WEST POINT

Explore

The location of the celebrated U.S. Army Academy on the Hudson River began its life as a fort at this strategic point in a crucial waterway corridor linking upstate New York, New England, and inland Canada from the sea.

Alexander Hamilton began coming to West Point beginning in the fall of 1779, when George Washington employed the fort as his headquarters. He held an important meeting there with French ally the Chevalier de la Luzerne on September 16th that year.

But it would be in 1780 that the most memorable event in Hamilton’s life to take place at West Point played out.

Notorious traitor to the American cause, General Benedict Arnold, had been put in charge of the fort. Alexander Hamilton was returning to the location, along with his commanding officer George Washington, to inspect it in September, 1780.

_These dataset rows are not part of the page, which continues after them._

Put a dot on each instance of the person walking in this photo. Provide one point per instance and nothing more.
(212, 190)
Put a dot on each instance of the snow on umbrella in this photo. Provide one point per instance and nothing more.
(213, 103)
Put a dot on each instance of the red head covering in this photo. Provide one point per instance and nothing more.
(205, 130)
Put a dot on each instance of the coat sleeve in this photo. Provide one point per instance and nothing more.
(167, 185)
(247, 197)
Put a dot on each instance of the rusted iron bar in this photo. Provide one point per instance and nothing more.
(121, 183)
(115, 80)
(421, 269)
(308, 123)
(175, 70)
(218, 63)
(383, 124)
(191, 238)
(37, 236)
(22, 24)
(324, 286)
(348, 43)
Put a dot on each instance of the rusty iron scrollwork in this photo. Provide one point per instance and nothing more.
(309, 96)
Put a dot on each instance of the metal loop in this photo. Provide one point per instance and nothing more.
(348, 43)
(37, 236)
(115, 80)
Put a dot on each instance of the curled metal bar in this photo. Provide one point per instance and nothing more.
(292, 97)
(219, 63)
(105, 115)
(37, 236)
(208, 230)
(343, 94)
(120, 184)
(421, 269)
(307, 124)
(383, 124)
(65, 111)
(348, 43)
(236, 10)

Arnold and his wife, Peggy Shippen, were inhabiting a house on the West Point grounds. For some months, the couple—always ambitious and hungry for accolades and cash—had been secretly cooperating with the British.

Their spy work was being conducted through a well-born and handsome go-between, the British Major John Andre.

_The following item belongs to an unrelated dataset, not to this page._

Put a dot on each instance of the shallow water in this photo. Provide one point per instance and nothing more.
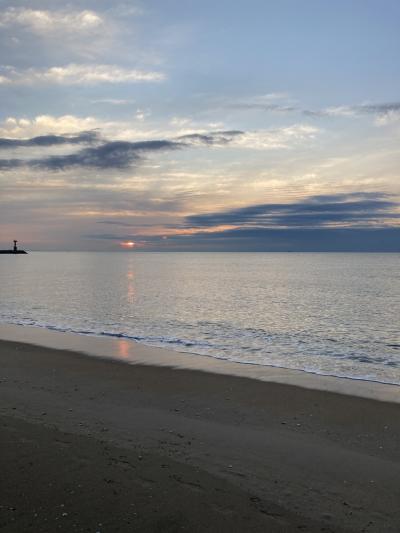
(334, 314)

The threesome’s scheme seems to have been for the Arnolds to surrender West Point to the British. This would have major implications for the rest of the war, and further stymie George Washington’s stated goal of retaking New York City and ejecting its British occupiers.

The Arnolds’ plot began to unravel just as Hamilton and Washington and his entourage arrived at West Point on September 25th. Shocked and dismayed at the revelations about Arnold, Hamilton was even more unmanned to discover that Arnold had successfully escaped downriver, aboard a British ship. The traitor would be safely taken behind enemy lines in Manhattan. Arnold would lead British troops and American loyalists against the patriots for much of the rest of the war, notably in Connecticut and in Virginia.

Peggy Shippen was not so lucky, however, and was taken into custody at West Point. Hamilton witnessed Peggy raving like someone in the grip of extreme mental illness for hours that night—probably a ploy to mitigate the trouble she was in. Peggy was sent home to her family in New Jersey and faced no lasting consequences for her part in the plot.